BofA Ditches the Middle Class
While Bank of America is the world’s largest wealth management arm — sources say it manages about $90 billion for its richer clients — its non-U.S. sector is not large enough to generate money.
“There is a lot of soul-searching going on by a lot of players as to what to do with their non-U.S. private banking operations,” a fourth source said.
BofA’s non-U.S. business reaches out to “mass affluent” clients whose wealth is measured in hundred of thousands of dollars, rather than its ultra-wealthy clients worth tens of millions. However, the company has never been able to match the successes of its home market, preventing it from becoming a big money-maker for the firm.
Bank of America declined to comment on the issue.
According to the sources, Bank of America asked potential buyers to put in first-round bids this week, as the company was looking to sell the unit as a whole for up to $3 billion.

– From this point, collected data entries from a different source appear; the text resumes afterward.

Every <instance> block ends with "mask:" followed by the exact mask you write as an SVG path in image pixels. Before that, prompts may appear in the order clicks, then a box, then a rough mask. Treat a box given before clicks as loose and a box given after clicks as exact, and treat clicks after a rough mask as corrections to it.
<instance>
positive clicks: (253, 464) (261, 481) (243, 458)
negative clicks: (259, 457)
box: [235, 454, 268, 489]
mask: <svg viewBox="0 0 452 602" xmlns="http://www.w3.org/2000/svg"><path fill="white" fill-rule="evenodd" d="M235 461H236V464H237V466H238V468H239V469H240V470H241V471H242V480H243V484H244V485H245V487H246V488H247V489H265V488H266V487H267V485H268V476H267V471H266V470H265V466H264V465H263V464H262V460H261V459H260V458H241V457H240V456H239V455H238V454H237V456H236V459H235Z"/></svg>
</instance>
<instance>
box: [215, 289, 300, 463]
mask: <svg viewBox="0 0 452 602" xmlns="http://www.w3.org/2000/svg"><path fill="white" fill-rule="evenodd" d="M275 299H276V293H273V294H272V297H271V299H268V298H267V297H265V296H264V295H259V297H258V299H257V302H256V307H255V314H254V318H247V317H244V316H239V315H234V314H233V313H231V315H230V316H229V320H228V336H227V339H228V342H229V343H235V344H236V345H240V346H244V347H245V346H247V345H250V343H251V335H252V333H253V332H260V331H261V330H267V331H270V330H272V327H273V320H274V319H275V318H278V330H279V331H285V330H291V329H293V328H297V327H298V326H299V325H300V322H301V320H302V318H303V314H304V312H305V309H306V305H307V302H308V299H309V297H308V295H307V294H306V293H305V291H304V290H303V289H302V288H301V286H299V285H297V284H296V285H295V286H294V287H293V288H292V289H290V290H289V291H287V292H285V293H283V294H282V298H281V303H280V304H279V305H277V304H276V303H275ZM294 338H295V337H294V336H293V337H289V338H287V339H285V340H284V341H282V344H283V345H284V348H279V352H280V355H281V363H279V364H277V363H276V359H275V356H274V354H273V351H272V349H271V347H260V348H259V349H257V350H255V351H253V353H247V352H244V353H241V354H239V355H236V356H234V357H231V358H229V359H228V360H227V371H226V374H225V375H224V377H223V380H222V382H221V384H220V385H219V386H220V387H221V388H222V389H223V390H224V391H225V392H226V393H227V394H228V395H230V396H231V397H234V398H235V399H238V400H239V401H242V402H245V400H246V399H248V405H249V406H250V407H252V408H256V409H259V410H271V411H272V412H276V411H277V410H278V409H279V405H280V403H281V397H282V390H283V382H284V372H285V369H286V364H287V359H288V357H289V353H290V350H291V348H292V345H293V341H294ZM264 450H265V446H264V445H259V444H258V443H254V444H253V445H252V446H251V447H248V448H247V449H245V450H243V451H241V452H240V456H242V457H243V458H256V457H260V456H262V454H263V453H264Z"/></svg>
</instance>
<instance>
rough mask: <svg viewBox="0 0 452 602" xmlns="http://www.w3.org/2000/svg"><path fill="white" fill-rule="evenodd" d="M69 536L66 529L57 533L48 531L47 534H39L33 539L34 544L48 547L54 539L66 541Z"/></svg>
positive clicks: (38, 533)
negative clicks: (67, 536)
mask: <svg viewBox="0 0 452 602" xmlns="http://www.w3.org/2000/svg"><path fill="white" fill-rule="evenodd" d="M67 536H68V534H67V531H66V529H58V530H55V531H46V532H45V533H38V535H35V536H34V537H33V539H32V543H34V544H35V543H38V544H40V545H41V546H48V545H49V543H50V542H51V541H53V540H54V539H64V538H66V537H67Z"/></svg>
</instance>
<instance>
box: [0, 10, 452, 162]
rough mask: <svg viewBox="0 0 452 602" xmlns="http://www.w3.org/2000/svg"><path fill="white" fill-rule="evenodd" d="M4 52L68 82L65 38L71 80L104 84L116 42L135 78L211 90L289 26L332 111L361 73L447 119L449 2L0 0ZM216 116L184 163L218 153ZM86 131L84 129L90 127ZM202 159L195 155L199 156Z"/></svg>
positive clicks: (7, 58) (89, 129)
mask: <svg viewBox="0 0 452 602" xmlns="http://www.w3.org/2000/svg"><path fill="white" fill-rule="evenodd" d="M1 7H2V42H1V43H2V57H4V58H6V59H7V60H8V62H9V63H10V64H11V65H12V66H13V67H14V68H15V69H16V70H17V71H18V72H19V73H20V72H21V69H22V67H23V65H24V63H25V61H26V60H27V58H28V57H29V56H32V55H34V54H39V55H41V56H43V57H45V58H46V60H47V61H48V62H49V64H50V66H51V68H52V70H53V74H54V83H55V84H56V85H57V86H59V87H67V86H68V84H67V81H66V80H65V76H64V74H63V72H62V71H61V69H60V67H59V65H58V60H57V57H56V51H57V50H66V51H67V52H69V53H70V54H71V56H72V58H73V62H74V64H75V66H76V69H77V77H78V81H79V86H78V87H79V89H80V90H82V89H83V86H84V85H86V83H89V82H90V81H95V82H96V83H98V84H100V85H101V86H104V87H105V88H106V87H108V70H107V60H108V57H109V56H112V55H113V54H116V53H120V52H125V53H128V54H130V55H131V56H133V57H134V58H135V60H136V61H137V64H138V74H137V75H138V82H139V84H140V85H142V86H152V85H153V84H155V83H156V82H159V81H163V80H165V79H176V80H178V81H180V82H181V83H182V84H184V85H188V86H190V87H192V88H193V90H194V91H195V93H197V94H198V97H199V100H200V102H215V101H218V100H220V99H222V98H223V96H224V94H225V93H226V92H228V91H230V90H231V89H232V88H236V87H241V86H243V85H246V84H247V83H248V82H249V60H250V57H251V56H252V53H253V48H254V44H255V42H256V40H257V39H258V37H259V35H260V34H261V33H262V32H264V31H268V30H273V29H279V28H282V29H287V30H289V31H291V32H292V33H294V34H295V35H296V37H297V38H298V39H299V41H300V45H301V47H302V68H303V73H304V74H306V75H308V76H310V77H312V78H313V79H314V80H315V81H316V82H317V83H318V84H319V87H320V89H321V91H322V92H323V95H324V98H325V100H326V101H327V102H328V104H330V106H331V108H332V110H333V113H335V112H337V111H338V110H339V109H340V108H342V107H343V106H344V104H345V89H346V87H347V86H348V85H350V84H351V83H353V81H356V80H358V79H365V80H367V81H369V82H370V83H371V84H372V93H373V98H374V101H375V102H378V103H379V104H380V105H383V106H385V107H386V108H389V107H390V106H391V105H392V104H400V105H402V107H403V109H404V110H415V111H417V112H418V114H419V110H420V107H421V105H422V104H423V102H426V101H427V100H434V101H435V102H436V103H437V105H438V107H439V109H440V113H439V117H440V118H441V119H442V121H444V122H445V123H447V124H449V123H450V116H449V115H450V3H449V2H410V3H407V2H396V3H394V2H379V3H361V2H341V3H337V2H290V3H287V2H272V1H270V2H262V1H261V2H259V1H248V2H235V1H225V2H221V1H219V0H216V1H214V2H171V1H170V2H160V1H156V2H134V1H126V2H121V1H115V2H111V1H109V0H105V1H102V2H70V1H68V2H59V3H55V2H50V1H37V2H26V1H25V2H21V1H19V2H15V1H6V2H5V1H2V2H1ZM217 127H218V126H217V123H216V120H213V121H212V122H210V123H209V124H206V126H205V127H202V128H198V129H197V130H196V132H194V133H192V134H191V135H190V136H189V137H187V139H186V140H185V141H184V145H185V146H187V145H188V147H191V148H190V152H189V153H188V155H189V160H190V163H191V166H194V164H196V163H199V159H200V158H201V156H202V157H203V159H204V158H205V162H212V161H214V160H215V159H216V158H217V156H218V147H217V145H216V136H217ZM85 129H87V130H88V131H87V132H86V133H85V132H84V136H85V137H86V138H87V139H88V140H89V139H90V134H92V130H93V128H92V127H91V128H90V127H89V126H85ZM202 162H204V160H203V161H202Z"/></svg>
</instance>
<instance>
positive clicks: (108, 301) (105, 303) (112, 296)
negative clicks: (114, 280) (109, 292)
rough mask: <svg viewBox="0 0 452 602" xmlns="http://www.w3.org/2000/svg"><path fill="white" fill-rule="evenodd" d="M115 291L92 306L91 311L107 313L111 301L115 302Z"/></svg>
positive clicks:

“The people I spoke to are not expecting this to be a particularly rapid process, just given the broad scope of the operations’ geography and the relative skinny information that was made available,” the source said.
The person added that there were only a handful of companies who could spend money on the business, including UBS (NYSE:UBS), Credit Suisse (NYSE:CS), Deutsche Bank (NYSE:DB), JPMorgan Chase & Co (NYSE:JPM), and Wells Fargo (NYSE:WFC).